Maybe I didn’t seat the nvme drive properly. I’ll move it around again and try to reimport. I will rerun and post those commands again if I can’t import. Once all the critical data is downloaded and tested, probably a couple of days. I will recreate the pool.
1 Like
Output looks the same to me. I put the old nvme drive back in but I removed it from the pool so I doubt it be recognized.
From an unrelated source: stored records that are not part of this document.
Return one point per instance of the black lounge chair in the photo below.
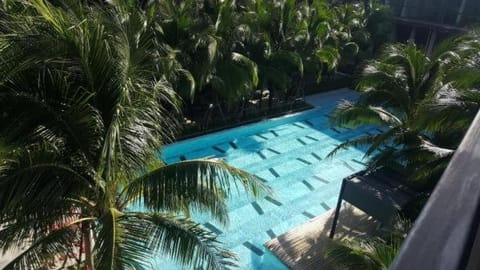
(381, 194)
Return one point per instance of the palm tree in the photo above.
(374, 253)
(392, 88)
(84, 108)
(205, 37)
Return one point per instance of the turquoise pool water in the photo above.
(288, 153)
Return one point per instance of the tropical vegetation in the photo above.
(373, 253)
(422, 105)
(85, 106)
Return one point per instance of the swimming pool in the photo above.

Guess I’m out of options and will create the pool next week.
root@truenas[~]# for dev in {f9a95cd1-86c4-4c2d-bef5-01e020f29abd,\
a88e61ec-82c2-4255-92b0-298de1335798,\
bebea15b-3341-4c5a-8cb5-2a04b726e64e,\
8d3a4f69-a526-4bf0-ae6c-efc851d43bfe,\
5b712775-ed2d-46cf-81cb-1936a6f27936,\
a34b923d-b7ff-4aca-98e9-ef7ef22d28c7,\
840bed05-be73-4e33-95bf-7d0374c1a70e,\
ef1bf023-d6db-438a-b9d1-7d2bdbb2ed83,\
8e9793b2-8d5f-4fcb-9aef-2012536184e8,\
63599f5d-7f6a-4f42-99ce-64517c6984ef,\
4cb91005-5dc1-453e-942f-5ad6ecdddefe,\
};
do zdb -l /dev/disk/by-partuuid/$dev | grep -E ^" "txg;
done
txg: 23803623
txg: 23803623
txg: 23803623
txg: 23803623
txg: 23803623
txg: 23803623
txg: 23720432
txg: 23803623
txg: 23803623
txg: 23803623
txg: 23803623
root@truenas[~]# zdb -l /dev/disk/by-partuuid/840bed05-be73-4e33-95bf-7d0374c1a70e
------------------------------------
LABEL 0
------------------------------------
version: 5000
name: 'FusionPool'
state: 0
txg: 23720432
pool_guid: 7105278952023681001
errata: 0
hostid: 785381139
hostname: 'truenas'
top_guid: 6333384889662361424
guid: 10719641310859050811
vdev_children: 3
vdev_tree:
type: 'mirror'
id: 1
guid: 6333384889662361424
metaslab_array: 256
metaslab_shift: 32
ashift: 12
asize: 512105381888
is_log: 0
create_txg: 4
children[0]:
type: 'disk'
id: 0
guid: 10719641310859050811
path: '/dev/disk/by-partuuid/840bed05-be73-4e33-95bf-7d0374c1a70e'
DTL: 396
create_txg: 4
children[1]:
type: 'disk'
id: 1
guid: 6951971175218986677
path: '/dev/disk/by-partuuid/a2b880e0-d3a5-4d15-99c0-bec7e5436d12'
DTL: 395
create_txg: 4
features_for_read:
com.delphix:hole_birth
com.delphix:embedded_data
com.klarasystems:vdev_zaps_v2
org.openzfs:raidz_expansion
labels = 0 1 2 3
When did you remove the other NVMe from the pool? Did you do that in the GUI intentionally? Is that when you “replaced” an NVMe? What happened to the replacement?